Ask any job seeker what they do to find jobs and nearly all will tell you they use the online job boards. CareerBuilder and Monster were the two biggies until a decade ago when Indeed and Simply Hired came along and disrupted the market. With the launch of these two companies, job seekers no longer needed to use CareerBuilder or Monster because Indeed and Simply Hired “scraped” the internet for all job postings including those found on CareerBuilder, Monster, local newspapers, company career pages, etc. With Indeed or Simply Hired, a job seeker could search one site and find every available job listing.
That may have been true initially, but today it really only applies to Simply Hired. Simply Hired offers fixed pricing and 24/7 inclusion of job listings in their search feed. Every search and alert reflects all the listings in their database. Indeed, on the other hand, sells job listings to employers using a pay per click model. What that means is that when an employer’s budget runs out, the job listing no longer appears in a search. In addition, any job listings that are listed from another job board (a common practice) are not included in alerts—the feature that allows job seekers to get an automatic message when a new job is posted that matches their background. Job seekers think they are seeing all job listings at any given time, but in reality they are not.

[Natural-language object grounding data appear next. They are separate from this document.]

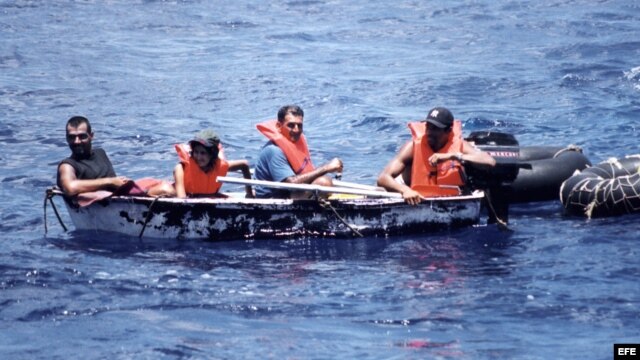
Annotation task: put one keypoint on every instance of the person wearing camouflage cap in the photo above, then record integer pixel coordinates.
(201, 162)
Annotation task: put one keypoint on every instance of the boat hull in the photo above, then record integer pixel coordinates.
(232, 218)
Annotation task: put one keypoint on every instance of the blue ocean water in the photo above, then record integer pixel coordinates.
(151, 73)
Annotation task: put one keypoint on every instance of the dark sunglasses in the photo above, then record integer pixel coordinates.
(293, 125)
(433, 128)
(82, 136)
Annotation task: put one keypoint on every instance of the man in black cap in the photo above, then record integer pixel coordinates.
(431, 164)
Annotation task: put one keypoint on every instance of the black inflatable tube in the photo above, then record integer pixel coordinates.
(609, 188)
(550, 166)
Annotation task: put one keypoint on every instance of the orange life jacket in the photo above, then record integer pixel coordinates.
(297, 153)
(196, 181)
(428, 179)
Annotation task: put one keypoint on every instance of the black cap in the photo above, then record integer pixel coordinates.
(440, 117)
(207, 138)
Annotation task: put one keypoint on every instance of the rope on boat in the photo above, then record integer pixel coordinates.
(49, 194)
(325, 204)
(571, 147)
(148, 217)
(502, 225)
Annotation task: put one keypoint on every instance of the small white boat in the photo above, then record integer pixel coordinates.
(240, 218)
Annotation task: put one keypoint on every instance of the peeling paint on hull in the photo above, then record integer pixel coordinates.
(233, 218)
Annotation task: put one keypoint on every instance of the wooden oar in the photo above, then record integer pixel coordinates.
(356, 185)
(307, 187)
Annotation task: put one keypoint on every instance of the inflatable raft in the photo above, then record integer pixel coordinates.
(522, 173)
(609, 188)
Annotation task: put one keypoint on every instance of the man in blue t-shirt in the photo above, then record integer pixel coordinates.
(273, 165)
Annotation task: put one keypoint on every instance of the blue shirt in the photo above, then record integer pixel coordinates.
(272, 165)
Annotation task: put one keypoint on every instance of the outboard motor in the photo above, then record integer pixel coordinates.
(495, 181)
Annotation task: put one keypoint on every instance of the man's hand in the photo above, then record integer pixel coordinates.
(335, 165)
(119, 181)
(411, 197)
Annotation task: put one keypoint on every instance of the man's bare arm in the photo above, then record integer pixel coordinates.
(74, 186)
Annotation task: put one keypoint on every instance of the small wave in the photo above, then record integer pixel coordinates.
(293, 36)
(575, 80)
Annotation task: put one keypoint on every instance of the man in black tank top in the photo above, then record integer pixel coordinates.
(86, 169)
(90, 169)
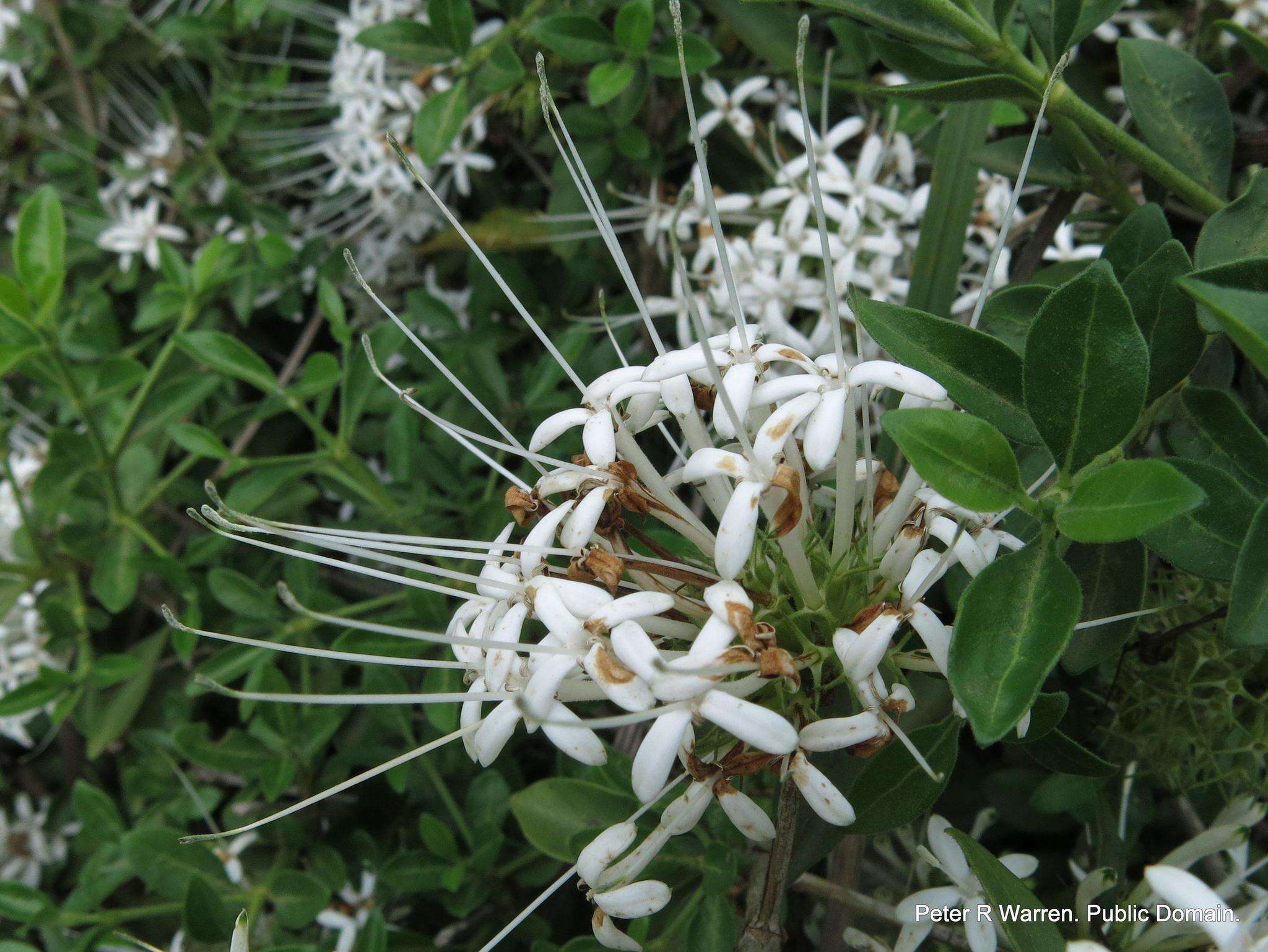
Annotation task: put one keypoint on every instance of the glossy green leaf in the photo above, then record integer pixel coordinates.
(1015, 620)
(1086, 368)
(1166, 316)
(1215, 429)
(1126, 500)
(1132, 243)
(560, 815)
(1206, 542)
(575, 37)
(1179, 108)
(439, 122)
(1113, 581)
(1248, 607)
(406, 40)
(981, 373)
(1053, 23)
(1011, 311)
(964, 458)
(228, 355)
(608, 80)
(40, 244)
(1235, 296)
(1010, 895)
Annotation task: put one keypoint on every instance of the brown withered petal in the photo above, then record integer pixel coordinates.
(521, 506)
(887, 488)
(789, 513)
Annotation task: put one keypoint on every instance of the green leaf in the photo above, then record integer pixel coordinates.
(1253, 43)
(964, 458)
(97, 811)
(117, 571)
(406, 40)
(1011, 311)
(1132, 243)
(608, 80)
(560, 815)
(953, 189)
(1206, 542)
(1166, 316)
(1248, 607)
(901, 18)
(1113, 581)
(1086, 368)
(894, 790)
(1007, 893)
(1236, 297)
(575, 37)
(228, 355)
(1215, 429)
(168, 866)
(1181, 110)
(981, 373)
(198, 440)
(453, 22)
(1053, 24)
(1015, 620)
(633, 27)
(439, 122)
(207, 918)
(40, 244)
(1239, 230)
(1126, 500)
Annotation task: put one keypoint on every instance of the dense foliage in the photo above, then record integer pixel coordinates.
(862, 404)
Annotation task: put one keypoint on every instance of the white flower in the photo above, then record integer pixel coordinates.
(964, 890)
(349, 912)
(729, 107)
(28, 843)
(137, 231)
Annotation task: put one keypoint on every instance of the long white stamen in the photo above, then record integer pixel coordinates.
(340, 787)
(352, 699)
(594, 204)
(489, 267)
(330, 654)
(439, 364)
(706, 186)
(1002, 239)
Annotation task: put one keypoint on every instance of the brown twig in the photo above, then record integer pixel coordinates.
(1033, 251)
(763, 931)
(866, 906)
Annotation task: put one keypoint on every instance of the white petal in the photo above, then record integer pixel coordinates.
(636, 901)
(837, 733)
(657, 752)
(887, 373)
(753, 724)
(542, 535)
(711, 462)
(821, 792)
(556, 425)
(685, 811)
(575, 739)
(736, 529)
(1183, 890)
(747, 815)
(584, 517)
(620, 685)
(602, 851)
(491, 735)
(609, 936)
(599, 438)
(779, 428)
(823, 430)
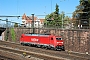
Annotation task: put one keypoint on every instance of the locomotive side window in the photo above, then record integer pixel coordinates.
(51, 38)
(58, 38)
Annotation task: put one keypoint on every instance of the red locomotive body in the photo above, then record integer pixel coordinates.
(45, 41)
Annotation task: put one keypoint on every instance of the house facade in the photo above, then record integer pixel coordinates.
(27, 21)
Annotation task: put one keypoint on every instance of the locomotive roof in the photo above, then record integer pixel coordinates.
(37, 34)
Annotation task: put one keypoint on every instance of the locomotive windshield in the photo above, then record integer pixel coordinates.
(58, 38)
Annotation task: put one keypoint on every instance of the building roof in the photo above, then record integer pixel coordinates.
(29, 18)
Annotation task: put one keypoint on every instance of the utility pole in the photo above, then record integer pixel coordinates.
(33, 23)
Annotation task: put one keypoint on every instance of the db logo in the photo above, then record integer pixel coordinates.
(34, 39)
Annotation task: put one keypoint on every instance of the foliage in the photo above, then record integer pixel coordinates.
(55, 18)
(16, 25)
(82, 13)
(13, 34)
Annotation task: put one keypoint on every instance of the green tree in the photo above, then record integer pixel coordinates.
(82, 13)
(16, 25)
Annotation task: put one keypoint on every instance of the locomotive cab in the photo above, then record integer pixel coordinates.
(59, 43)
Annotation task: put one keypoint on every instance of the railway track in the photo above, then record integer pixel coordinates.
(56, 55)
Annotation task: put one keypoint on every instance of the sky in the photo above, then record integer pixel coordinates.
(37, 7)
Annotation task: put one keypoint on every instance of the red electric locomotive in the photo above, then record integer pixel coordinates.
(42, 40)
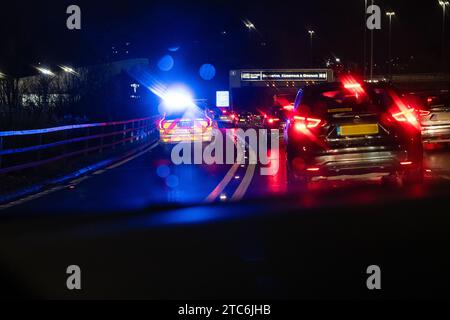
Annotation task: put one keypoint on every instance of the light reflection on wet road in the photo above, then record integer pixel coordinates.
(152, 179)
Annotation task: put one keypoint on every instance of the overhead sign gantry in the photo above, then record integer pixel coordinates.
(278, 77)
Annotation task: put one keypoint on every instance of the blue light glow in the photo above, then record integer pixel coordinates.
(172, 181)
(207, 71)
(163, 171)
(166, 63)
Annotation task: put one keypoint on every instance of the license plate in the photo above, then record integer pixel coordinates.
(358, 130)
(185, 124)
(441, 116)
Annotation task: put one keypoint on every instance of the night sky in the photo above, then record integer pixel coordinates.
(35, 31)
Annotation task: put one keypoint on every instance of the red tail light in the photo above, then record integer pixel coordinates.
(208, 121)
(289, 107)
(272, 120)
(302, 123)
(409, 115)
(423, 113)
(161, 122)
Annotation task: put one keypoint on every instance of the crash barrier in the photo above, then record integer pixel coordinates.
(25, 149)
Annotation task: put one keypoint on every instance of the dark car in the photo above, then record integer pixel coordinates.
(434, 110)
(348, 129)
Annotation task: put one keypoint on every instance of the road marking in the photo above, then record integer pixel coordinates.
(223, 184)
(73, 182)
(242, 189)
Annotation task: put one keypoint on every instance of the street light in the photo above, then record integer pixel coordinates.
(390, 14)
(444, 5)
(45, 71)
(311, 34)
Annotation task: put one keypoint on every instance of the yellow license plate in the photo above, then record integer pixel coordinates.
(358, 130)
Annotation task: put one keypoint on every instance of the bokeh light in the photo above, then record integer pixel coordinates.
(207, 71)
(166, 63)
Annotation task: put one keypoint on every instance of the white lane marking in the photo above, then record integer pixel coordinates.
(242, 189)
(249, 174)
(73, 182)
(222, 184)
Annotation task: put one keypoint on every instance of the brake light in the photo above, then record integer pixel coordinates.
(352, 86)
(423, 113)
(208, 121)
(406, 116)
(272, 120)
(161, 122)
(302, 123)
(289, 107)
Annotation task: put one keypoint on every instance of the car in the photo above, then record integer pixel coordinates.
(276, 118)
(434, 110)
(349, 128)
(245, 119)
(184, 120)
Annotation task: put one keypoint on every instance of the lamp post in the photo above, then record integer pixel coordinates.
(45, 71)
(311, 34)
(444, 5)
(390, 14)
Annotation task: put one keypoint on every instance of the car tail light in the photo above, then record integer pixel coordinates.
(207, 122)
(408, 115)
(423, 113)
(289, 107)
(272, 120)
(161, 122)
(352, 86)
(302, 123)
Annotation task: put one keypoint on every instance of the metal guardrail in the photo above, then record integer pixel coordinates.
(25, 149)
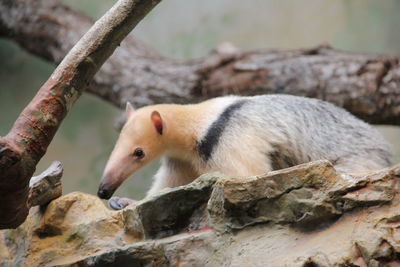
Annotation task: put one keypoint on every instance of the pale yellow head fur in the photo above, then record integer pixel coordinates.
(144, 131)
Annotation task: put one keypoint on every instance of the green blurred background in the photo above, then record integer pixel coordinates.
(185, 29)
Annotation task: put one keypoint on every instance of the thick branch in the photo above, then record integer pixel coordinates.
(27, 141)
(366, 85)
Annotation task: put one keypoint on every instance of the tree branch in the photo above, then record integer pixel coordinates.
(27, 141)
(46, 186)
(366, 85)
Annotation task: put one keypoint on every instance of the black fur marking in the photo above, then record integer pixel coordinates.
(214, 133)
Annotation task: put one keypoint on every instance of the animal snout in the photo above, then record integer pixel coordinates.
(104, 193)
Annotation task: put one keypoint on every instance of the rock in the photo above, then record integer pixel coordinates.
(307, 215)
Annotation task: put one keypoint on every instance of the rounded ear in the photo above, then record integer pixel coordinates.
(157, 121)
(129, 109)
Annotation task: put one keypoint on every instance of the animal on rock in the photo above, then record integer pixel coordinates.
(240, 136)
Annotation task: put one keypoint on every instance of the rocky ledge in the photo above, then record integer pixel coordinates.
(307, 215)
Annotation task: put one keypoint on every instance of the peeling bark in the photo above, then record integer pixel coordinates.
(46, 186)
(365, 85)
(25, 144)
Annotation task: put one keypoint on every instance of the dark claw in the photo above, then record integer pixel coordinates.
(118, 203)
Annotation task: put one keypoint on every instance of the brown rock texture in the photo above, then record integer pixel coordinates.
(307, 215)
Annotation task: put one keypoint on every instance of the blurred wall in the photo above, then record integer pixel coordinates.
(186, 29)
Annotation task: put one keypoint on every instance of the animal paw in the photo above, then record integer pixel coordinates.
(118, 203)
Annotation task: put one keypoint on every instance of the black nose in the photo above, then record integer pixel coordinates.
(104, 194)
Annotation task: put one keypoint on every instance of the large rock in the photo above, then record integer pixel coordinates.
(307, 215)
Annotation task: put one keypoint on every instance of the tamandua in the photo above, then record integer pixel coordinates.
(240, 136)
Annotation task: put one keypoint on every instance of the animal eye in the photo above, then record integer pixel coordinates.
(138, 153)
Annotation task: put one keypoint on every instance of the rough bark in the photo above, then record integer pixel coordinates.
(366, 85)
(27, 141)
(46, 186)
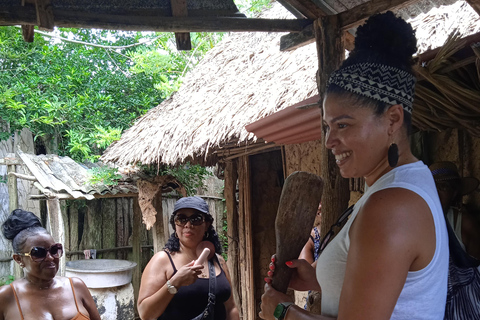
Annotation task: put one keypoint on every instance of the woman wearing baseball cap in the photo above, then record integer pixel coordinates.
(173, 286)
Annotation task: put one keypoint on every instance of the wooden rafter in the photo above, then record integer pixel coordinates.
(179, 9)
(44, 10)
(136, 22)
(293, 41)
(475, 4)
(307, 8)
(347, 20)
(355, 16)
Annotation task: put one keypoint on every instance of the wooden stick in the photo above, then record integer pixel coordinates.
(301, 195)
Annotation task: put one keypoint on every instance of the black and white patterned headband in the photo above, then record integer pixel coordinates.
(377, 81)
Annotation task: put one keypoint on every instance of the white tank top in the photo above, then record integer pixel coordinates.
(424, 294)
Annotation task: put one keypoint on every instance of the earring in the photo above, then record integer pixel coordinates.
(393, 155)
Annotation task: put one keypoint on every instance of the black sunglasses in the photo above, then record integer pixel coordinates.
(38, 254)
(329, 236)
(195, 219)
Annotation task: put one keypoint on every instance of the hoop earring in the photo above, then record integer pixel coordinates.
(393, 155)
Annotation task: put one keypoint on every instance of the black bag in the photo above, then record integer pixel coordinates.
(209, 311)
(463, 295)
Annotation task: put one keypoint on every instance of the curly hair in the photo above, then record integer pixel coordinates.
(19, 226)
(173, 243)
(383, 39)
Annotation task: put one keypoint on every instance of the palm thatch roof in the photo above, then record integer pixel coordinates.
(243, 79)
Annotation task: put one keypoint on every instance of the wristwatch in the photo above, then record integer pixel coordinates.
(281, 310)
(171, 288)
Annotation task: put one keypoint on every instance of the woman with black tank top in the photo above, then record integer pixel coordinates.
(40, 294)
(172, 287)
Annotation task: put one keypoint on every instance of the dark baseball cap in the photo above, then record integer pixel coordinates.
(194, 202)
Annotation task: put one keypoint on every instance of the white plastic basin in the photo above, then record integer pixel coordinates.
(101, 273)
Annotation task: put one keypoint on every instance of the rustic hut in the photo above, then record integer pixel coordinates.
(204, 123)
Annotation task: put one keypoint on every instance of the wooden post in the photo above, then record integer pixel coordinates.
(229, 193)
(10, 161)
(158, 229)
(245, 240)
(331, 53)
(56, 227)
(136, 247)
(108, 210)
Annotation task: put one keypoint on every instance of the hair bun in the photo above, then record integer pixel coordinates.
(385, 35)
(18, 221)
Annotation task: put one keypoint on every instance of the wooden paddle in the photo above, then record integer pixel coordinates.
(301, 195)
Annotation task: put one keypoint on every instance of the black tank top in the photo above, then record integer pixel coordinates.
(191, 300)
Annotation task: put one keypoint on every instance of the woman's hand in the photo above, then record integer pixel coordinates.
(186, 275)
(270, 299)
(303, 276)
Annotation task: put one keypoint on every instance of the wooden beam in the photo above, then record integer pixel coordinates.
(56, 227)
(348, 41)
(137, 249)
(233, 262)
(44, 15)
(331, 53)
(293, 41)
(28, 33)
(475, 4)
(347, 20)
(306, 8)
(11, 183)
(179, 9)
(355, 16)
(131, 22)
(23, 176)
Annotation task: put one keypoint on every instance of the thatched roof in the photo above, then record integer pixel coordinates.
(241, 80)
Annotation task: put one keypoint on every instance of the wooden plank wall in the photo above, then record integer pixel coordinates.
(245, 240)
(266, 187)
(303, 157)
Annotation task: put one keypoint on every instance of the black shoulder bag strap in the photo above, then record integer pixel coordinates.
(209, 311)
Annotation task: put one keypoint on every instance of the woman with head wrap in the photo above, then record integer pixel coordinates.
(390, 260)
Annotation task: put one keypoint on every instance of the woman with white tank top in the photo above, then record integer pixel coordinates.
(390, 260)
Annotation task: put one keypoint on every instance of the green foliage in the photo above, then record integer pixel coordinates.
(103, 176)
(6, 280)
(252, 7)
(190, 176)
(84, 95)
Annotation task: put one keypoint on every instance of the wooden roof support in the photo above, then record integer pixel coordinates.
(67, 19)
(306, 8)
(475, 4)
(331, 53)
(179, 9)
(347, 20)
(355, 16)
(45, 19)
(293, 41)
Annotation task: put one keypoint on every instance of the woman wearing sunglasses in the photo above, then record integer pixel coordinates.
(40, 294)
(390, 260)
(173, 286)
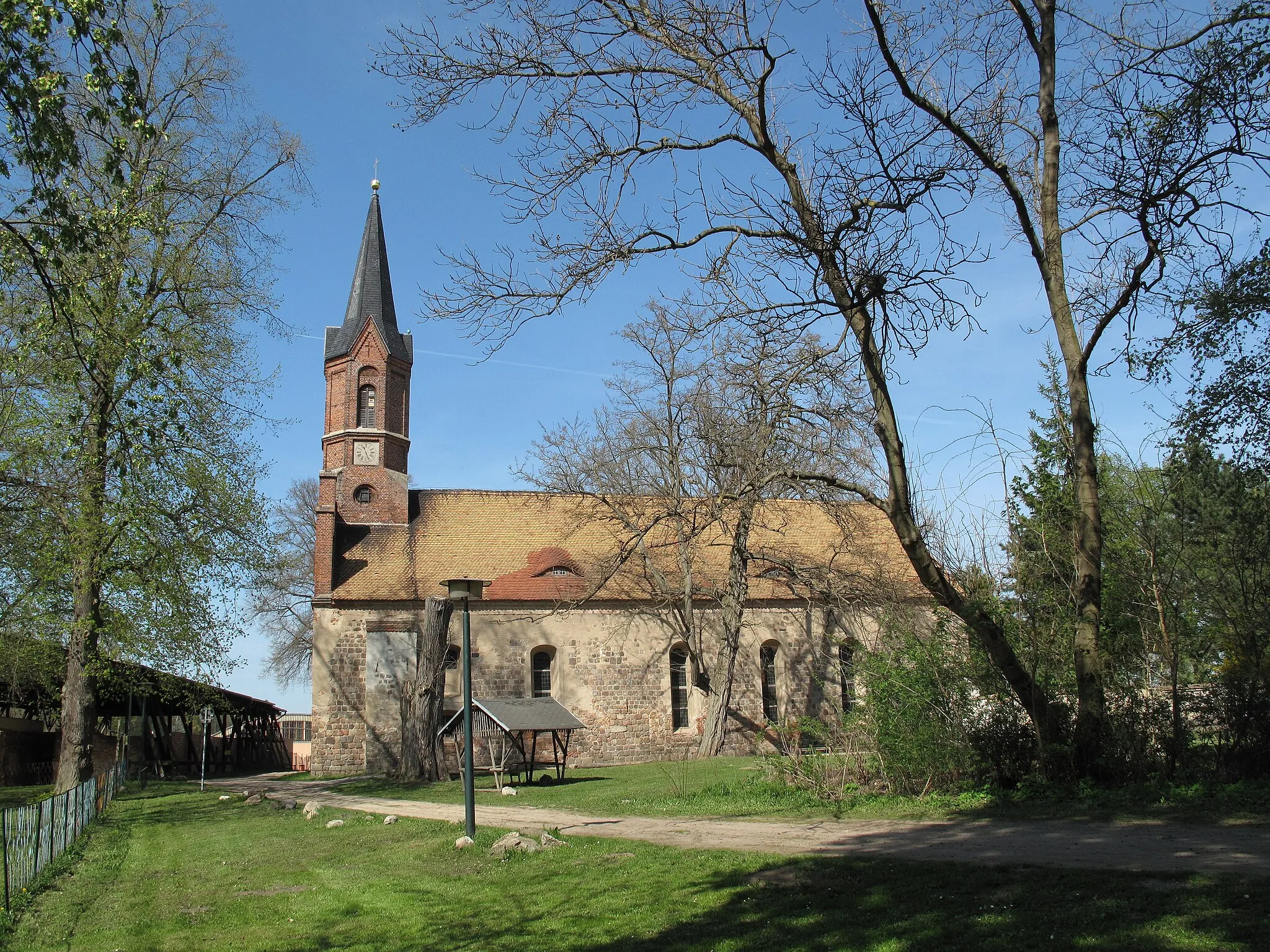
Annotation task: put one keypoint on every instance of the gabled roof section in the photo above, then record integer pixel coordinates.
(371, 298)
(518, 539)
(520, 714)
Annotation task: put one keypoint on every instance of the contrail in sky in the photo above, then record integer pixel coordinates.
(493, 359)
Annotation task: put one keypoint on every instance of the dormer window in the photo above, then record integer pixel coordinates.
(366, 407)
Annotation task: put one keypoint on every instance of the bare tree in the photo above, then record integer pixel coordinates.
(1112, 141)
(282, 592)
(796, 192)
(424, 696)
(830, 188)
(699, 433)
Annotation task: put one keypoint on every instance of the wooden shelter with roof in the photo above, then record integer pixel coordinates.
(507, 733)
(569, 615)
(150, 719)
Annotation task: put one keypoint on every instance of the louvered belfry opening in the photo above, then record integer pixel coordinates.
(366, 407)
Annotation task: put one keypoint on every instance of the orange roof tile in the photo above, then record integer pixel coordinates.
(516, 539)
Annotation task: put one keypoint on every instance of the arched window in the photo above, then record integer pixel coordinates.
(768, 666)
(848, 674)
(678, 689)
(366, 407)
(541, 664)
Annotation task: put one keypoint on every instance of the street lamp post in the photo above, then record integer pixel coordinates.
(202, 774)
(465, 591)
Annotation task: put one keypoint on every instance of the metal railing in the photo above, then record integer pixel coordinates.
(37, 834)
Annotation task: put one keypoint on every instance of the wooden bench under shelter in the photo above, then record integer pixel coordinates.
(507, 733)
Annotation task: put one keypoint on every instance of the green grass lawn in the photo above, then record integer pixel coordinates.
(20, 796)
(734, 786)
(168, 870)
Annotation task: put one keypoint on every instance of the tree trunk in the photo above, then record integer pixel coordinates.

Here is an example. A search for all jobs at NBC Universal in New York City on Indeed on November 3, 2013 shows 47 jobs.
The same search on Simply Hired shows 382 jobs.
The careers page on the NBC Universal website shows 183 jobs—nearly four times the number of jobs on Indeed and fewer than those shown on Simply Hired. The difference with Simply Hired probably reflects the jobs that were filled at NBC before a month long job listing was removed on Simply Hired.
In addition to a more complete listing of job opportunities, Simply Hired offers a nifty application that enables job seekers to connect their LinkedIn network to their Simply Hired profile. That means that every job posting you find automatically searches your LinkedIn network to see who you know that might work for that company, in that type of position or know someone who does. This takes one stop shop even further for the job seeker.
Net, anyone who is looking for a job (whether employed or underemployed) should be using Simply Hired for their job search in order to maximize their access to available jobs.